Tv, cinema, oggi anche un podcast dedicato ai libri. come nasce un’idea?
Le idee nascono rimanendo molto aperti a tutto quello che succede intorno a noi, captando ogni cosa, anche nel quotidiano. Bisogna avere una mente aperta e recettiva.
Alcune idee che mi colpiscono, poi, finiscono in quello che io chiamo il mio “retro cervello”. Lì si depositano, attecchiscono e poi fioriscono
Come si racconta la cultura?
La cultura si può raccontare in tanti modi, la modalità che a me interessa è quella che serve a diffonderla verso il maggior numero di persone possibile.
Per esempio, parlando del mio podcast sui libri che ho voluto intitolare Quello che i libri non dicono, è concepito non tanto per chi è già un appassionato di lettura, ma per coloro che cercano di allargare la platea nonché incuriosire chi non lo è.
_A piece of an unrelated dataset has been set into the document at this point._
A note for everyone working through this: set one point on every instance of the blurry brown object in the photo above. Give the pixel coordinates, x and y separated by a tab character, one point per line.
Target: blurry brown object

Questo, secondo me, è un modo molto interessante di raccontare la cultura.
Nel suo docu La vita tra le mani racconta il dolore e la speranza.
Sì è vero. Purtroppo il dolore fa parte del nostro mondo. Siamo circondati da notizie non incoraggianti da cose tristi da situazioni veramente pesanti.
Ma dire che c’è la possibilità di risolvere dando risposte alla sofferenza delle persone … bene questo accende di positività il racconto del mio docu.
Come è nata l’idea del docu sul il Prof. Alessandro Frigliola?
Conosco il Professore Frigiola da quasi trent’anni, ho sempre seguito le sue imprese in campo filantropico; poi, un paio di anni fa lui mi ha raccontato di questo suo nuovo progetto di formazione che può fare davvero la differenza in un momento in cui in tutto il mondo – e non solo nei paesi più poveri – c’è una grande carenza di risorse umane che mette tutti a rischio.
Nei prossimi anni potremmo non sapere da chi farci operare.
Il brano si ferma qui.